PrivateLink

Supabase PrivateLink provides enterprise-grade private network connectivity between your AWS VPC and your Supabase database using AWS VPC Lattice. This eliminates exposure to the public internet by creating a secure, private connection that keeps your database traffic within the AWS network backbone.

When enabled, your database connections stay entirely within the AWS network. No public internet exposure. No additional attack surface. From a network perspective, your Supabase database behaves like it's inside your own VPC.

Key benefits

1. Enhanced security posture: Database traffic flows through private AWS infrastructure only, minimizing attack vectors by eliminating public exposure.
2. Compliance ready: Meet strict regulatory requirements for private network connectivity in healthcare, finance, and other industries with high compliance requirements.
3. Reduced latency: Connection latency is typically lower than public connections because traffic takes a more direct path through AWS networks.
4. Network isolation: Keep sensitive database connections completely separate from public internet traffic.
5. Simplified architecture: No need to manage complex VPN configurations or additional networking infrastructure.
6. Flexible deployment: Connect through a dedicated PrivateLink endpoint or integrate with existing VPC Lattice Service Networks.

How PrivateLink works

Supabase PrivateLink uses AWS VPC Lattice under the hood. When you enable PrivateLink, Supabase shares a VPC Lattice Resource Configuration with your AWS account. You accept the share and create an endpoint in your VPC.

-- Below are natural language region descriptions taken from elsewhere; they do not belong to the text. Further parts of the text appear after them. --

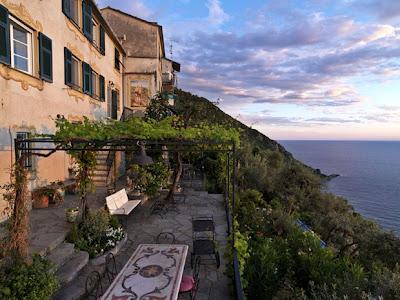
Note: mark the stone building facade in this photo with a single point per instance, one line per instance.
(146, 67)
(57, 57)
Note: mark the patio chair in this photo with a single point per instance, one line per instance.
(93, 286)
(190, 283)
(165, 238)
(111, 267)
(204, 240)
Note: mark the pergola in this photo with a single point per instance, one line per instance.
(48, 145)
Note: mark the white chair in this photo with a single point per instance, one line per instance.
(119, 204)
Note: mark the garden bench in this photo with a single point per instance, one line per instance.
(119, 204)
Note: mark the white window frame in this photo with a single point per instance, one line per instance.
(29, 44)
(95, 85)
(95, 32)
(78, 66)
(75, 4)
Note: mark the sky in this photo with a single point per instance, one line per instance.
(305, 69)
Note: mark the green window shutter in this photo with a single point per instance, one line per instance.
(87, 20)
(102, 87)
(66, 7)
(5, 56)
(86, 78)
(45, 58)
(68, 66)
(116, 59)
(102, 40)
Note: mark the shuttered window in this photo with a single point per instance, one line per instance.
(45, 57)
(102, 88)
(102, 40)
(116, 59)
(68, 66)
(87, 20)
(87, 78)
(66, 7)
(4, 36)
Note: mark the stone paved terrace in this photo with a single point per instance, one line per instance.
(142, 228)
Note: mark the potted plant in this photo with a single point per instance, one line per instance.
(40, 197)
(72, 214)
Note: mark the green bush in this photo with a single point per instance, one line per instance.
(28, 281)
(98, 234)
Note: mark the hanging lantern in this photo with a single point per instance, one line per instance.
(141, 158)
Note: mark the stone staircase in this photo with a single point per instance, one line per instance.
(100, 173)
(67, 261)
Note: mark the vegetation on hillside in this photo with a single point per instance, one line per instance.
(279, 259)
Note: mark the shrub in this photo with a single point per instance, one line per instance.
(97, 234)
(28, 281)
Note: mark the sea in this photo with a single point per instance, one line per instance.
(369, 174)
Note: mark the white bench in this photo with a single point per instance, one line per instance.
(119, 204)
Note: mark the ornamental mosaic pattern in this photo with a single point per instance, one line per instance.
(153, 272)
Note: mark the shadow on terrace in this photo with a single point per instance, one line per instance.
(49, 228)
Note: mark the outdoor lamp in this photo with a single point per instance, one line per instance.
(141, 158)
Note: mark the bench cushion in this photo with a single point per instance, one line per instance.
(126, 208)
(117, 200)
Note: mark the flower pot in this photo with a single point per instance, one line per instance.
(72, 215)
(41, 201)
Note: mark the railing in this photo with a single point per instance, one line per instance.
(236, 270)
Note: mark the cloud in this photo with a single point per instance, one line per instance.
(382, 9)
(135, 7)
(216, 14)
(305, 61)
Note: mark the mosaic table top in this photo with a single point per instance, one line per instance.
(153, 272)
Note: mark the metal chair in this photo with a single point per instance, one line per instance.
(93, 286)
(204, 239)
(190, 284)
(111, 267)
(166, 238)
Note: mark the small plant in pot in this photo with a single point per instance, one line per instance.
(72, 214)
(41, 196)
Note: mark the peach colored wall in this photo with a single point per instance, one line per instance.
(28, 103)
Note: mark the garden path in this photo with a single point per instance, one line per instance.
(143, 228)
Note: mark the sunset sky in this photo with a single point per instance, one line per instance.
(316, 69)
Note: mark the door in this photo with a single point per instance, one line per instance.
(114, 104)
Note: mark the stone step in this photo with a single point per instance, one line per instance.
(61, 254)
(72, 267)
(99, 173)
(43, 245)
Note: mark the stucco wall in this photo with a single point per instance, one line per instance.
(30, 104)
(141, 37)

Your applications connect to the endpoint using a private DNS name. Traffic flows through AWS infrastructure to your Supabase database. The connection supports both direct Postgres connections and PgBouncer for connection pooling.

When to use PrivateLink

PrivateLink is particularly valuable for:

• Highly regulated industries: Healthcare, finance, and other organizations with high compliance requirements often require private network connectivity to meet these standards.
• Security-conscious teams: Minimize your attack surface by disabling public database access entirely once PrivateLink is configured.
• AWS-native workloads: If your applications already run on AWS, setting up PrivateLink is straightforward and keeps all traffic within the same cloud provider.
• Enterprise deployments: Organizations handling sensitive data that need additional layers of network security.

Current considerations

PrivateLink is currently in Beta with some constraints:

• AWS environments required: This initial release supports connections to AWS VPCs via PrivateLink. Your workloads needs to run in AWS to use PrivateLink.
• Database connections only: PrivateLink works for Postgres and PgBouncer connections. It does not cover the Supabase API, Storage, Auth, or Realtime services, which still use public endpoints.
• Same region required: Your AWS VPC must be in the same region as your Supabase project.
• Team or Enterprise plan required: PrivateLink is available on Team and Enterprise plans.

By leveraging PrivateLink, you can satisfy stringent compliance requirements, reduce your security attack surface, and ensure your most sensitive database connections never traverse the public internet.